The back-to-school period is usually a flush time for businesses, and surveys about spending this year are mixed. Deloitte, the accounting firm, predicted that sales would reach $28.1 billion this year, up slightly from $27.8 billion in 2019. The National Retail Federation’s 2020 survey suggested that back-to-school spending could reach $33.9 billion, up from $26.2 billion in 2019. It said it anticipated an increase because many families are preparing for an extension of remote learning by purchasing laptops and other electronics.
Neil Saunders, managing director of retail at GlobalData, said he had seen stores put a greater emphasis on protective products — like hand sanitizer, masks and wipes — as necessary back-to-school items. While stores aren’t aggressively pushing those items, he said, they are taking advantage of the need for them.
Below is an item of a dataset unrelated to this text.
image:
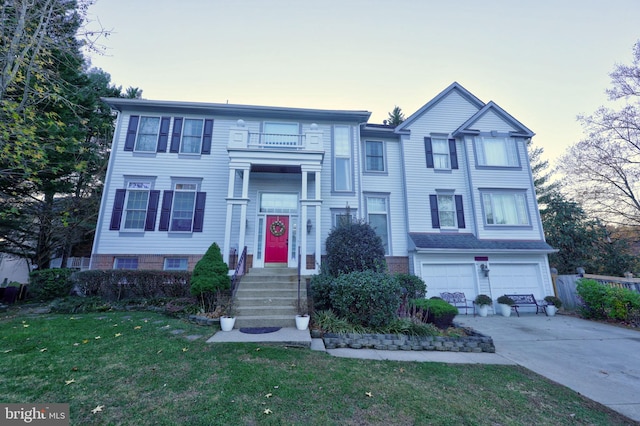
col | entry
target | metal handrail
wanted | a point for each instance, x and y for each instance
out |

To some degree, Mr. Saunders said, some stores want children to pester their parents for masks, “for kids to say, ‘I want that mask because it’s nicely designed,’ or, ‘I like the patterns and colors on it.’”
He added, “There’s definitely a target for kids on these products.”
Mr. Saunders said that while retailers were making money off the growing need for protective items, they would lose money elsewhere — for instance, on clothing sales — if children are studying remotely this fall.
Professor Dorsey of the University of Washington, who has a 6-year-old son, said there were ways to encourage children to wear masks without scaring them. If that is done with the proper care, she said, children could come to see masks as commonplace much as an earlier generation of children came to accept the widespread use of bicycle helmets.
“If there are masks available that people can buy and we’re not preying on people with anxiety and fear, but just a product that we can purchase given that children will have to wear masks,” she said, “then to me it doesn’t seem to be a horrible thing.”